1. Dezember 2018: Mit Tränengas geht die Polizei gegen Demonstranten der "Gelbwesten"-Bewegung am Pariser Triumphbogen vor
Alexandros Michailidis / Shutterstock

Wie steht die katholische Kirche in Frankreich zu den Protesten und Forderungen der Bewegung der "Gelbwesten"? Die Bischöfe des Landes haben vorsichtig bis zögerlich reagiert, während die Regierung von Präsident Emmanuel Macron inzwischen Zugeständnisse macht.

Es sind die massivsten Aufstände seit 1968: Nach tagelangen, bisweilen gewaltsamen Demonstrationen und Protesten des Mouvement des Gilets jaunes hat Paris die umstrittene "Öko-Steuer" auf Benzin und Diesel ausgesetzt. Der französische Premierminister Edouard Philippe kündigte an, dass die Regierung die Einführung für sechs Monate verschiebe.

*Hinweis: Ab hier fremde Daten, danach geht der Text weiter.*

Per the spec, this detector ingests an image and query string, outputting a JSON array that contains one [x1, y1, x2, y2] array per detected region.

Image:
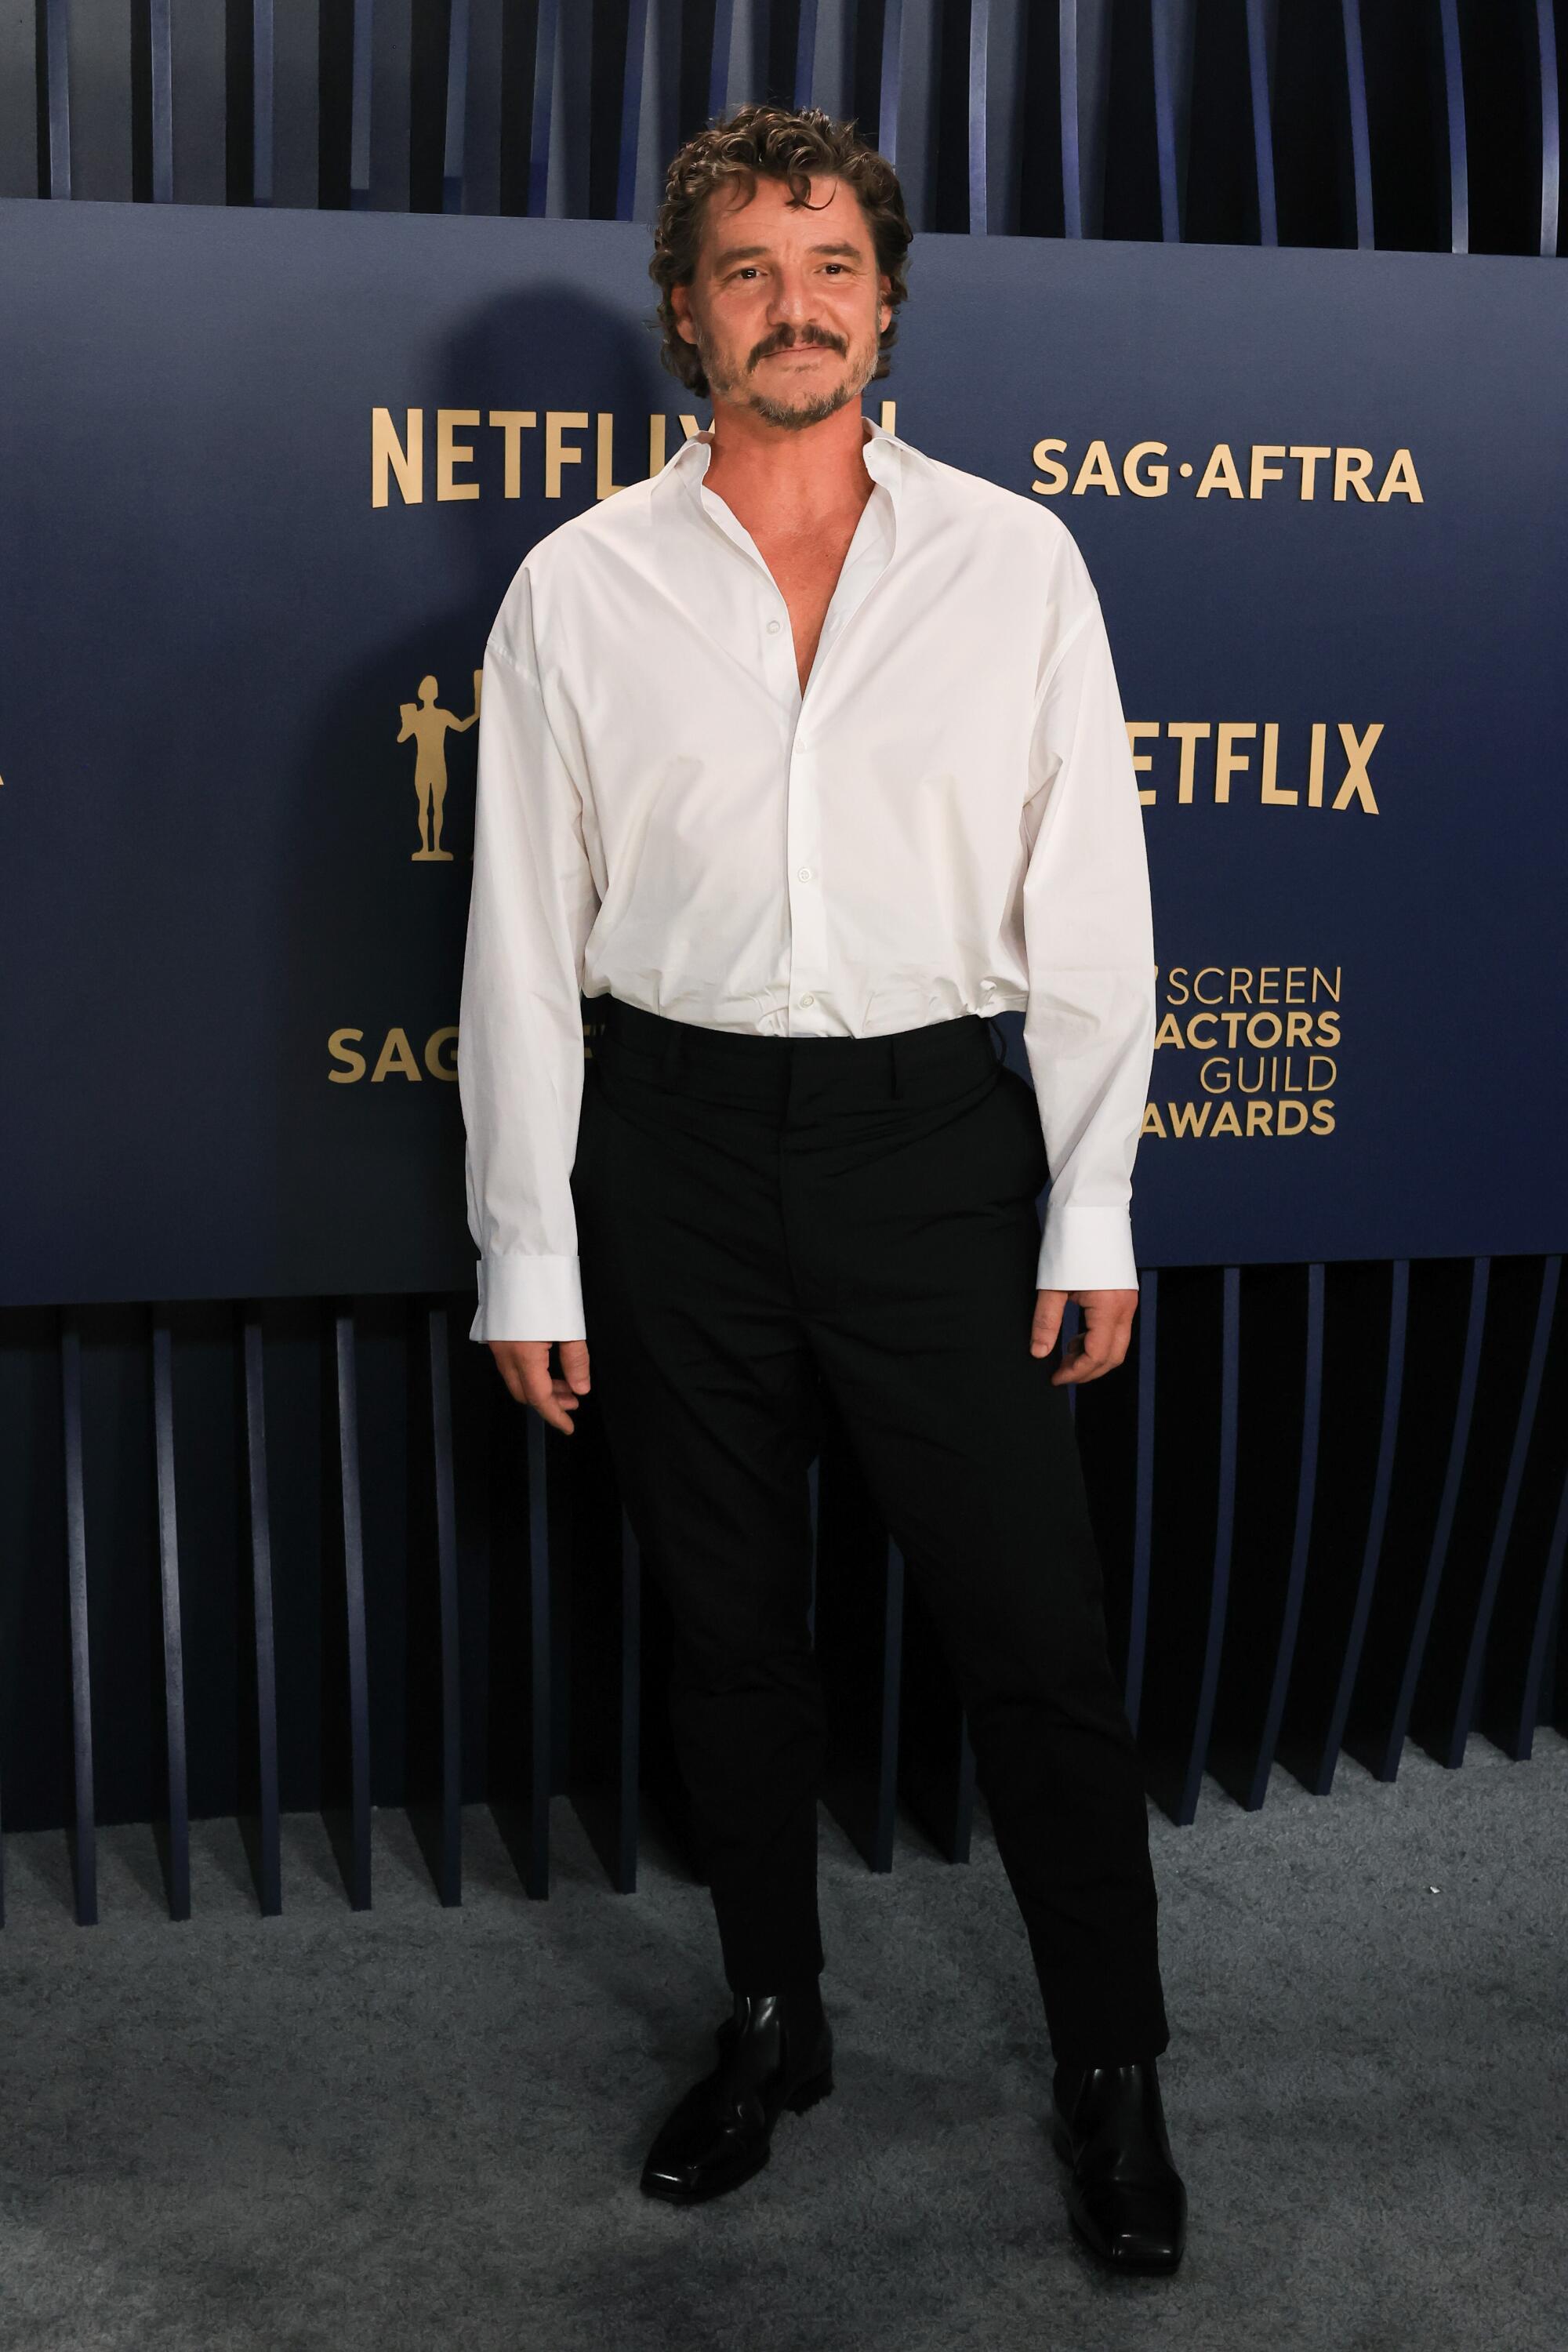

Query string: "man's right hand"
[[488, 1339, 591, 1435]]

Die geplanten Erhöhungen, die ursprünglich im Januar in Kraft treten sollten, standen im Mittelpunkt von zweiwöchigen Demonstrationen im ganzen Land, darunter Unruhen in Paris. 

Die meisten Franzosen - Umfragen sprechen von bis zu drei Viertel der Bevölkerung - sympathisieren mit der Bewegung.

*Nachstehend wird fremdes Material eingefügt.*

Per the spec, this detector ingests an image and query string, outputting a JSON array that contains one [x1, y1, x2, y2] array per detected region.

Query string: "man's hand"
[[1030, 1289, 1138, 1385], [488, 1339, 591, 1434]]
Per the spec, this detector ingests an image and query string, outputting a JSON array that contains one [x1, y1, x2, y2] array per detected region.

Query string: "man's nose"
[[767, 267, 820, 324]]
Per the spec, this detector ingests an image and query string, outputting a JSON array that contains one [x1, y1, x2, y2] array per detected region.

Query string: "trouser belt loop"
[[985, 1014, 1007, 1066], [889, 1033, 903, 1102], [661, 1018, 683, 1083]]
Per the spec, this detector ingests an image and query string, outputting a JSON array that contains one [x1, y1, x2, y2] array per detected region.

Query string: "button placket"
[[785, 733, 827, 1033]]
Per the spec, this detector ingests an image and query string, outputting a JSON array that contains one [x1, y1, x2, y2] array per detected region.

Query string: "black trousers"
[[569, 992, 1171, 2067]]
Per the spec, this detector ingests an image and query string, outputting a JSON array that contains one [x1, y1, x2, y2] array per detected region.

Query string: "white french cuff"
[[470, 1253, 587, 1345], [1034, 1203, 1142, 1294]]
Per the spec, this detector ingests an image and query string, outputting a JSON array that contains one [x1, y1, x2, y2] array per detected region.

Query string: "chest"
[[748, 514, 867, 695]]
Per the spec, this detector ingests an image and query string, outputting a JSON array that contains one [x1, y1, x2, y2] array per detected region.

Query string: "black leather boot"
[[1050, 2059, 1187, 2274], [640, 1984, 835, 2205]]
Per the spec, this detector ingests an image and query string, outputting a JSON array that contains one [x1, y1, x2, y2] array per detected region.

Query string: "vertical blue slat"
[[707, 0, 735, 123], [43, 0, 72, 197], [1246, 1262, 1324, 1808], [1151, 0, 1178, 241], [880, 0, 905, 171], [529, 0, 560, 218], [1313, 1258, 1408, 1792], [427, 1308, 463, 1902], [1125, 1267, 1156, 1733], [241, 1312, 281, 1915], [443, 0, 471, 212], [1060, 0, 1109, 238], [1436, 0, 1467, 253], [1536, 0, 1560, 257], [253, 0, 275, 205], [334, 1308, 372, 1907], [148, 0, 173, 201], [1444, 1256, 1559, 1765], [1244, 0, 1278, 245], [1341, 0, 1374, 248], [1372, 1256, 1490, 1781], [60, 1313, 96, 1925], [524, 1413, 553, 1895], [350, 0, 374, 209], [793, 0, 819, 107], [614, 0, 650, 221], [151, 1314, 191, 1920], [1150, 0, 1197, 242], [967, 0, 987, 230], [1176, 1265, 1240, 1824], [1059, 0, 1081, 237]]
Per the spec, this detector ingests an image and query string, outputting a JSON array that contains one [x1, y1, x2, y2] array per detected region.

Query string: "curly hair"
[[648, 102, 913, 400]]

Bischof im Indischen Ozean

Und die Bischöfe? Sie drücken einerseits Verständnis für die Proteste der Bürger aus. Eine klare Unterstützung der "Gelbwesten" gab es durch die Kirchenmänner jedoch nicht. 

Bemerkenswert: Ausgerechnet Bischof Gilbert Aubry wurde dabei deutlich. Er ist Oberhirte auf der kleinen Insel Réunion tief im Indischen Ozean. Auch dieses französische Territorium war von Protesten betroffen.

In einem Artikel, der in den lokalen Medien veröffentlicht wurde, sagt Bischof Aubry, dass Gewalt zwar inakzeptabel sei, aber das allgemeine Wirtschaftsklima berücksichtigt werden müsse.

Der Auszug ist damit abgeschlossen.